この惑星は実際に発見されたわけではなく、カイパーベルト(海王星の軌道の外側にある氷天体の大きな環)に位置する一部の天体の軌道が傾いていることから存在が推測されているに過ぎない。何かがこうした軌道を乱し、傾けているに違いないと、研究チームは指摘する。
「一つの説明として、おそらく地球より小さく、水星よりは大きい未確認の惑星が存在し、太陽系外縁部の深宇宙を周回していることが考えられる」。そう指摘するのは、米プリンストン大学天体物理学科の博士候補生で、論文の筆頭著者を務めたアミール・シラージ氏だ。「今回の論文で惑星の発見に至ったわけではないが、惑星が答えとなりうるパズルが見つかったのは間違いない」
シラージ氏と共著者は英王立天文学会月報(レター)に研究結果を発表した。
惑星Yは、近年科学者によって提唱されている一連の仮説上の太陽系惑星で最新のものになる。どの惑星も特徴がやや異なるが、いずれもカイパーベルトに潜んでいると見られている。カイパーベルトにはかつて「第9惑星」とされたものの、2006年に格下げされ準惑星に再分類された冥王星も存在する。

NASAのニューホライズンズ探査機が2015年に撮影した冥王星の画像/NASA/Johns Hopkins University Applied Physics Laboratory/Southwest Research Institute
「第9惑星」の候補がこれほど多く浮上しているのは、カイパーベルトが太陽系のはるか遠方に位置する暗い領域であり、観測が困難かつ不完全にならざるを得ないためだ。しかし、新設された「べラ・C・ルービン天文台」では10年がかりの観測を開始する準備が進んでおり、状況が変わる公算が大きい。

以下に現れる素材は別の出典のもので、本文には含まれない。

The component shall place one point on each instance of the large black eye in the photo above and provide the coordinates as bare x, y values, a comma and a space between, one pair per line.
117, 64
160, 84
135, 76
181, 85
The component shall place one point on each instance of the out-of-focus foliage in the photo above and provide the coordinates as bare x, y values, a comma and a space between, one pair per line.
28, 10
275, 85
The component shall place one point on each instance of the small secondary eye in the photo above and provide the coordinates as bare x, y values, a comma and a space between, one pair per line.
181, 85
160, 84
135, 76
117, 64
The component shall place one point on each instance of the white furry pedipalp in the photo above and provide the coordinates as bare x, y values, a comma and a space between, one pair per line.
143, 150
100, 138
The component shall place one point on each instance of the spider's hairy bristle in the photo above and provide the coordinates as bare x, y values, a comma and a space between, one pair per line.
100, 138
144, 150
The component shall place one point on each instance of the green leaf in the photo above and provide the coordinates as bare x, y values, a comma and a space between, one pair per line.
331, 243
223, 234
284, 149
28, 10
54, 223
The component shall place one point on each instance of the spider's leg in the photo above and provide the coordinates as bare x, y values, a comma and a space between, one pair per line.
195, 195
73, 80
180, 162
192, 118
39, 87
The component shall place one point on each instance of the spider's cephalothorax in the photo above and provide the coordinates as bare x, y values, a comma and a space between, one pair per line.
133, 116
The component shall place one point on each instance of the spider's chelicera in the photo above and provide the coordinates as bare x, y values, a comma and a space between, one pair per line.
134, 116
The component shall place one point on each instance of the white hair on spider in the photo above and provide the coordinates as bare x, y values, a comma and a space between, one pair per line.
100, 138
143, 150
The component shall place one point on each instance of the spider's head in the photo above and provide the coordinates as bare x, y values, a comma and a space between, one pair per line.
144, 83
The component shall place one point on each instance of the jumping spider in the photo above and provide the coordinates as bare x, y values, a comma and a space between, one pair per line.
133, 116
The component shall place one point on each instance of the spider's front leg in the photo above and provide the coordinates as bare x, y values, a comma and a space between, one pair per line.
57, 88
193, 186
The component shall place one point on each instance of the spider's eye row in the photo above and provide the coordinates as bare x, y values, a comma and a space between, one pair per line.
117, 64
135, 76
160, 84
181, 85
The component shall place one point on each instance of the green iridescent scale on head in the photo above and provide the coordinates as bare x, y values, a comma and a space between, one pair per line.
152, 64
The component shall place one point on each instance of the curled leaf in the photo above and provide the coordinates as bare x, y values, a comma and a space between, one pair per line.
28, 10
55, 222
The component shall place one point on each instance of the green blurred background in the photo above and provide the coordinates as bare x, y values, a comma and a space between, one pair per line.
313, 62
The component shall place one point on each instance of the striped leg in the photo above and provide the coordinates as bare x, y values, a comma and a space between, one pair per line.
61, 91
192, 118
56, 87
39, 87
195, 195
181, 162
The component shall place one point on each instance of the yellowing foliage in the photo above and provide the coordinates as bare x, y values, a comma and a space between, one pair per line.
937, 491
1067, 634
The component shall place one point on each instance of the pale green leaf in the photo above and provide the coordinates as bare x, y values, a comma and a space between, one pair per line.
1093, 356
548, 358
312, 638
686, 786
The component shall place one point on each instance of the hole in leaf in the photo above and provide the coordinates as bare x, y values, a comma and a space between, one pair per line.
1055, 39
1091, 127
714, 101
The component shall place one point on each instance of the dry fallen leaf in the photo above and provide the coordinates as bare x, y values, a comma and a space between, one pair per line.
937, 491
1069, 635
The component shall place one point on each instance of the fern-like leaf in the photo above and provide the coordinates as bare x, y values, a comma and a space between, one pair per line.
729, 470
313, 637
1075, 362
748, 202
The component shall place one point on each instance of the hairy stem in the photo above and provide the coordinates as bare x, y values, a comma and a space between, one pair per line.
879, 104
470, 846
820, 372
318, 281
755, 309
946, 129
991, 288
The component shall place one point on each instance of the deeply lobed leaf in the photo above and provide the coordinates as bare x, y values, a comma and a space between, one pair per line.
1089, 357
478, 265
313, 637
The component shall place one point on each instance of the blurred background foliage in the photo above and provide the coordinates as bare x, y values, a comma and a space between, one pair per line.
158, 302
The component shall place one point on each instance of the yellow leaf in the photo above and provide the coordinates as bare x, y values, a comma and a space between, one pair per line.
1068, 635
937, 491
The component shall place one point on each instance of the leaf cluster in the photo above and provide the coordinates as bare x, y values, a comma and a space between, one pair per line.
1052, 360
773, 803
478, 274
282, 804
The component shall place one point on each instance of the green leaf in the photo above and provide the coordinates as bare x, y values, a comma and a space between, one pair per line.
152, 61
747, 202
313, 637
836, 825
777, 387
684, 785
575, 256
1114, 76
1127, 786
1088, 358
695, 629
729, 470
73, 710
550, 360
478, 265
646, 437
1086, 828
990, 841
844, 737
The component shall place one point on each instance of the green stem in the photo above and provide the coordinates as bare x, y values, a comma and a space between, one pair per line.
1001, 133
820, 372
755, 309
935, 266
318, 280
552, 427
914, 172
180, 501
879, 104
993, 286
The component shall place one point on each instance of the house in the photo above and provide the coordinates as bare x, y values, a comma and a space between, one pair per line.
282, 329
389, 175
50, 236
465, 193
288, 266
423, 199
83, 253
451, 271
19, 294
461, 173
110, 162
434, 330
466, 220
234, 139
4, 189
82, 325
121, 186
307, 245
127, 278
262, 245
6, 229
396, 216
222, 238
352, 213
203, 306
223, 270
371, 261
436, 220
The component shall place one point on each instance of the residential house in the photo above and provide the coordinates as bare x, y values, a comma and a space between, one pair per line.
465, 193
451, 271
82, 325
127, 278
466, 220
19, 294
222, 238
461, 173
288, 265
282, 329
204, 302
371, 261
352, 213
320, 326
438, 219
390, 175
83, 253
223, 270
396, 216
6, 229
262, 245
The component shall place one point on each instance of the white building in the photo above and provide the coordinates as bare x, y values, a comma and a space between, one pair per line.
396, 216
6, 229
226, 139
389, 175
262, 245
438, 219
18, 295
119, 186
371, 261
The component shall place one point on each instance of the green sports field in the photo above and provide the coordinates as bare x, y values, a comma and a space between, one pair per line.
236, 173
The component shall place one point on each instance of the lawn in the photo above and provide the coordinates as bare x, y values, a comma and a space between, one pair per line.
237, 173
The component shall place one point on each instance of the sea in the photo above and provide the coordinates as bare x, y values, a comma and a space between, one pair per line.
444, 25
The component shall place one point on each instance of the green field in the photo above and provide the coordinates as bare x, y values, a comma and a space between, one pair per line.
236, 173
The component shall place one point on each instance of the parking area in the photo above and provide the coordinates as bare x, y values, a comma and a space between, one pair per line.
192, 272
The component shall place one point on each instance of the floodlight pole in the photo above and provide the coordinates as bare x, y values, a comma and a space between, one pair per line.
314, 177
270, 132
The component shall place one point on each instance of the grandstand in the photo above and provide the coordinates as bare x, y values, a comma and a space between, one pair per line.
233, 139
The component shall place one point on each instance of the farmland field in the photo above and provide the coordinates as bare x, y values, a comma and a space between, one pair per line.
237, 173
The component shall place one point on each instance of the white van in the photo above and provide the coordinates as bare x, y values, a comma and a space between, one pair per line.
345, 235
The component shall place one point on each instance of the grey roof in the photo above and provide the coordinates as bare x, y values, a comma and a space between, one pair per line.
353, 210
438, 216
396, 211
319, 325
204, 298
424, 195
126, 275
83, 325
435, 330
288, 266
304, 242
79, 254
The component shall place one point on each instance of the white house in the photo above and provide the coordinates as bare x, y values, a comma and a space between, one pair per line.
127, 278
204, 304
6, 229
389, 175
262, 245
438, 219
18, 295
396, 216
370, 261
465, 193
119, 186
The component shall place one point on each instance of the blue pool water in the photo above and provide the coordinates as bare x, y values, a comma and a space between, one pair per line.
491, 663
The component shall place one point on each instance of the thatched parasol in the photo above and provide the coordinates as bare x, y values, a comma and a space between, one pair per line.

「最初の2〜3年で決定的な結果が得られると思う」とシラージ氏。「惑星Yが望遠鏡の視野の内側にあれば、直接発見できるだろう」と説明する。
白熱する議論
1846年の海王星発見後、天文学者たちは太陽系に他にも惑星が存在しないか探索を続け、20世紀初頭には「惑星X」と呼ばれるようになった。この名称を広めたのは、天文学者のパーシバル・ローウェル。ローウェルは海王星と天王星の特異な軌道の原因について、未発見の遠方の天体の影響ではないかと推測した。
1930年に冥王星が発見されると、天文学者たちは「第9惑星」の発見を宣言した。当初は冥王星が「惑星X」だと考えられていた。しかしその後の数十年で、冥王星は軌道の特異性を説明するには小さすぎると判断され、90年代初頭にはボイジャー2号のデータから、海王星の質量が従来の想定より小さいことが判明。これにより、惑星Xを必要とせずとも軌道の乱れを説明できるようになった。
惑星Xの探索が再び脚光を浴びたのは2005年だった。カリフォルニア工科大学のマイク・ブラウン教授(惑星天文学)ら3人の天文学者が、冥王星よりわずかに大きい氷天体「エリス」を発見。この天体もカイパーベルトで太陽の周りを公転している。